The composer writes on his new work, 'The Last Train to Tomorrow', the premiere of which is to be given on Sunday June 17 at 3.00pm at Manchester's Bridgewater Hall, in a concert given by the Hallé, with the Hallé Children's Choir, conducted by Shirley Court, and young actors from the Manchester Metropolitan University, directed by David Shirley. Also in the concert are works by Smetana, Humperdinck, and Britten.

As I write, the June 17th 2012 premiere of 'The Last Train to Tomorrow' still seems very far away. And yet the underlying theme of the work - children abandoned and saved by a quirk of history, the Kindertransport of 1938-9 - seems very present.

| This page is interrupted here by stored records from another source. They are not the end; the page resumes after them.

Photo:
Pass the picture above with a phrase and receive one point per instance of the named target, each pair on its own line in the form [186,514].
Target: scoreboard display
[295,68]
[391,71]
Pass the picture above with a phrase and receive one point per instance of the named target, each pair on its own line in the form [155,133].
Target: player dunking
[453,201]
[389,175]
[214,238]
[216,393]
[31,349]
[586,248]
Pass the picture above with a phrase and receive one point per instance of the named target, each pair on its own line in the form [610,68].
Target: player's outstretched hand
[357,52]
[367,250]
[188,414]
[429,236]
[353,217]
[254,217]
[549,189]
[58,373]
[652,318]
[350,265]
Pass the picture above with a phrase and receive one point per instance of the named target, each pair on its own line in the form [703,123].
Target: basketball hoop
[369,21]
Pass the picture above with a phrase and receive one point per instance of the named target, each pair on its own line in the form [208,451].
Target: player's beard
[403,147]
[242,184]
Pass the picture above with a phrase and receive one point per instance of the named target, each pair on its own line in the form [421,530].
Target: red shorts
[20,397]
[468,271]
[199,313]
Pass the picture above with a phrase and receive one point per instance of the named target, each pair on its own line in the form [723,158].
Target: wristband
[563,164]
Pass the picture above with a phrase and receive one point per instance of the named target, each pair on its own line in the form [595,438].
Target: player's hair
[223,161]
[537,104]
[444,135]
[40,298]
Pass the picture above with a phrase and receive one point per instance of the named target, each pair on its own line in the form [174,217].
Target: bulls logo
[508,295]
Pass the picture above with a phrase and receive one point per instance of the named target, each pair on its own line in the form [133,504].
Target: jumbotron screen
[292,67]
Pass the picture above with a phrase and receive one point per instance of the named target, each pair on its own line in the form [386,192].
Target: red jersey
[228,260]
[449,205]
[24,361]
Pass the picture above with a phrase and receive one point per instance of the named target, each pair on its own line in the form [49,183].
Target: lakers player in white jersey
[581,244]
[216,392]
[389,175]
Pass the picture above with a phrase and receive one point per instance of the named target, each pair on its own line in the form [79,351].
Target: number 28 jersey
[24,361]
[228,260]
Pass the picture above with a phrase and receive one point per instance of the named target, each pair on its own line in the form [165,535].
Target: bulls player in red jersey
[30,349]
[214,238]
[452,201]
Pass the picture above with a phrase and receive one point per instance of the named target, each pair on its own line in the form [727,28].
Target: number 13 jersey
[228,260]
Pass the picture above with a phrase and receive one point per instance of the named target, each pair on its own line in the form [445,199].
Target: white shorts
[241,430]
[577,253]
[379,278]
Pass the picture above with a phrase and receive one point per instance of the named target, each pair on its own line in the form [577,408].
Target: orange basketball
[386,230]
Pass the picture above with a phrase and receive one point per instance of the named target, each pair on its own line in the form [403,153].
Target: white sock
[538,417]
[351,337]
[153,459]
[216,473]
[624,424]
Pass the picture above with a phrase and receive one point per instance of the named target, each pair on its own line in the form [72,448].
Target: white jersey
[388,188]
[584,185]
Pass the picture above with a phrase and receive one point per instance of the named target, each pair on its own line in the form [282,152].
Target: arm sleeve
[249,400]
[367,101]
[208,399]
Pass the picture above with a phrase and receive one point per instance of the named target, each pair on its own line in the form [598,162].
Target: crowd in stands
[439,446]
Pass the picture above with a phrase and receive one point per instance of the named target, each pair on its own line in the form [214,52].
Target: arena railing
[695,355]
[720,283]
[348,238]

John Summers, Chief Executive of the Hallé, rang - the orchestra had been commissioning works for their whiz-bang children's choir, would I like to write something? My answer was an immediate yes and an idea followed swiftly. The shape of the choir stalls at the Bridgewater Hall seemed to echo the dimensions of a railway carriage. When filled with a hundred odd children it could resemble an historical reconstruction of the critical scenes from the Kindertransport story - the rescue by train from three key cities, Prague, Vienna and Berlin, of thousands of Jewish children from inevitable death at the hands of the Nazis, to safety in England.